# Ants vs Mantis



## MandaKitsune (Jul 11, 2008)

Why are ants bad? ?_?

my nymth seems to like them but i will stop and buy something smaller online like aphids? or fruit flys.

do nymths need to by tweezer fed?

cause the last time i has to help it out a little do to him having a broken back leg


----------



## darkspeed (Jul 11, 2008)

If an ant actually manages to bite your nymph in self defense it will get sick and most likely die. Also since mantids tend to sonsume all of their prey, that includes the venom that the ant uses in its bite, which can also make your nymph sick. I would steer clear of feeding any bug that uses venom as a defense. That includes bees, wasps, spiders and ants. There is just too much chance for the mantis to be injured or killed by its own food.


----------



## MandaKitsune (Jul 12, 2008)

DARKSPEED said:


> If an ant actually manages to bite your nymph in self defense it will get sick and most likely die. Also since mantids tend to sonsume all of their prey, that includes the venom that the ant uses in its bite, which can also make your nymph sick. I would steer clear of feeding any bug that uses venom as a defense. That includes bees, wasps, spiders and ants. There is just too much chance for the mantis to be injured or killed by its own food.


even the tiny black ants?

yeah im scared of feeding it a spider but how healthy are house flys? dont they carry like eggs in them?


----------



## OGIGA (Jul 12, 2008)

But eating venom and having venom injected is completely different.


----------



## Christian (Jul 12, 2008)

Indeed. Mantids can well eat all kind of wasps and bees without any injury or illness. I once even fed some of the very poisonous _Heliconius_ butterflies to mantids just to try it out and they either ate it or rejected the untasty parts. A mantis can eat virtually every arthropod prey by discriminating between "good" and "bad" parts - depending on hunger level. A hungry mantis eats almost everything.

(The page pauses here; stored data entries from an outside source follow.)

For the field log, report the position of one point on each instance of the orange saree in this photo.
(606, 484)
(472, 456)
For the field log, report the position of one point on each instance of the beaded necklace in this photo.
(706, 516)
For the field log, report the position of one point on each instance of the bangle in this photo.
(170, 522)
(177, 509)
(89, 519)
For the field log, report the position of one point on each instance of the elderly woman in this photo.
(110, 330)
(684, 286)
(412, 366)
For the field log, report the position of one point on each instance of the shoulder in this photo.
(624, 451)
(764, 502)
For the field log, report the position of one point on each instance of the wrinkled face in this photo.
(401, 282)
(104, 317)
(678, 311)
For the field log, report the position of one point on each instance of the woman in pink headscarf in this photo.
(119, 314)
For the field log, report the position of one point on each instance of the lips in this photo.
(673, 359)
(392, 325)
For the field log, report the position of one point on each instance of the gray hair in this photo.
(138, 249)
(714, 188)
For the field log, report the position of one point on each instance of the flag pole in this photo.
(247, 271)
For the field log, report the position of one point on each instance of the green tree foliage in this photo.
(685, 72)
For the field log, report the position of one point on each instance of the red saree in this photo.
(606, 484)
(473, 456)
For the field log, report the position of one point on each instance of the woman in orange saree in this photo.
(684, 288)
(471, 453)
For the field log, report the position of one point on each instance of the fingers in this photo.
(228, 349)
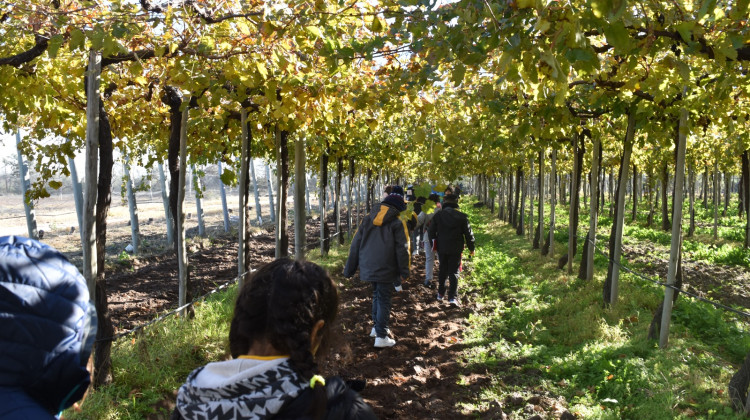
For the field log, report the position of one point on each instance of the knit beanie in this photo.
(396, 198)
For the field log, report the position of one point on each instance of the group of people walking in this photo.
(282, 319)
(381, 249)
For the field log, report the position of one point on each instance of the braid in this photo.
(282, 303)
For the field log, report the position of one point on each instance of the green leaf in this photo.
(617, 36)
(261, 69)
(685, 30)
(377, 25)
(739, 10)
(458, 74)
(706, 6)
(314, 31)
(616, 9)
(97, 38)
(600, 7)
(77, 39)
(228, 177)
(419, 135)
(54, 45)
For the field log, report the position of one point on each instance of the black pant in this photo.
(449, 264)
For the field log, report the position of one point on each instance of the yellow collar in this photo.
(247, 356)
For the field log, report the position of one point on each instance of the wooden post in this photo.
(271, 205)
(77, 195)
(322, 200)
(717, 198)
(349, 201)
(623, 181)
(243, 199)
(676, 228)
(165, 200)
(573, 199)
(132, 208)
(182, 263)
(553, 199)
(299, 198)
(256, 194)
(593, 209)
(540, 224)
(90, 269)
(337, 200)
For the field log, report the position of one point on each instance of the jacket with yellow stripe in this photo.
(380, 247)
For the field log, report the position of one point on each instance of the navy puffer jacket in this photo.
(47, 326)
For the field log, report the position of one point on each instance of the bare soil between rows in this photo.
(421, 377)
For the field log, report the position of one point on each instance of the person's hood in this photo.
(384, 213)
(47, 324)
(239, 388)
(451, 217)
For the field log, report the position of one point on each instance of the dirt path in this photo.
(418, 377)
(720, 283)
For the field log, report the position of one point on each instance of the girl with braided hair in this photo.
(282, 318)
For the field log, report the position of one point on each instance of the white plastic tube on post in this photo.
(223, 193)
(674, 252)
(198, 203)
(300, 183)
(27, 206)
(182, 262)
(258, 210)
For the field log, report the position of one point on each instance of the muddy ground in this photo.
(418, 378)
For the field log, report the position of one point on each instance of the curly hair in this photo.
(281, 303)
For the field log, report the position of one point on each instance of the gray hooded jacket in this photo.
(380, 247)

Ants may be dangerous though, because several of them can cooperate to kill one mantis. Furthermore, most mantids don't really like them, although there are some exceptions.


----------



## The_Asa (Jul 12, 2008)

People are able to eat venomous snakes. Mantids can eat venomous insects.


----------



## Birdfly (Jul 13, 2008)

In the uk when all the new kings and queen ants swarm i find it very easy to collect them in numbers, i feed them nearly every year and they all seem to like them and will bulk up on them, even medium sized nymphs of larger species take them  

Edit: the smaller workers are taken but very very rarely in my experience


----------



## Thorska (Jul 25, 2008)

ant's are basically wasps without wings, and as such still have a rather nasty sting, nearly all mantids are smart enough to know a poisinous insect when they see it and usually hold the pray so its unable to sting, however there is always the chance that something could happen, you wouldn't want to try feeding your mantid a scorpion because mantids usually do ok, its always best to take the safe option and stick with harmless little flys


----------



## The_Asa (Jul 25, 2008)

Besides that, I find flies more convenient.


----------



## Dwaink (Jul 25, 2008)

The_Asa said:


> Besides that, I find flies more convenient.


Hi,

Last week i saw an ant in the 32oz container that i kept my az unicorn in, it was carrying off a dead fly from the bottom. The containers are kept on the old back porch with a wood floor. I didn't think much of it because i thought it was doing me a favor by carrying off the dead flys. Big mistake!!, i had to leave for awhile and when i came back there where a zillion ants on the mantis. As you may have guest it was to late. The container next to it housed a Chinese, when i looked in their there was nothing, not even a husk. From what i could surmise they chopped it up and carried it off in little peaces. They consumed everything. Both containers had screen on the top but the smallest ants got thu making way for the others. Ants leave a trail wherever they go for others to follow. I learned my lesson the hard way about ants. Moral of the story. STAY AWAY FROM ANTS!!!!.

Regards


----------



## idolomantis (Jul 25, 2008)

ant are army creatures, better organized the humans. the african siafu ants ate a child once. nasty creeps.

i never tought about feeding them i know what kind of damga they can do, sorry to hear that happy mantis, such a terrible thing to happen.


----------



## collinchang635 (Aug 15, 2008)

That nearly happened to me. I came back after I visited a friend and a found arond maybe twenty ants in my mantid cage. I think the were after the several aphids and mosquitoe legs and wing on the floor of the cage. When I saw that, I took my mantid out of her cage and I rinsed the cage, getting rid of the trail the ants had left. After that, I took a precaution of putting my mantids cage in the middle of a 'moat'. After awhile, I didn't see anymore ant, so I took away the moat and the ants never came back


----------



## muleyyy (Aug 15, 2008)

technically ants do not have a venomous "bite" as they have no fangs like arachnids, the venom, if any is located in the abdomen, usually formic acid, which they swing around and basically coat the wound with poisen, i think some species actually have a stinger? whether the small black ones you get in the U.K. can spray formic acid is debatable

anyways i've fed an ant to my creobroter nymph before, no problems, the only danger with feeding them ants is that when an ant bites it never lets go, even when its dead, so if it got hold of one of the mantis's legs that could be bad, although not fatal and you could remove it yourself

ants generally arnt tasty insects though, thats how they survive so well, they work together to team up on their would be predators, plus they dont taste nice and have a nasty bite

so not the most ideal regular food for your mantis, like bee's and wasps, their not very dangerous, but you just wouldn't normally feed them it, thats all  

maybe if desperate for livefood?


----------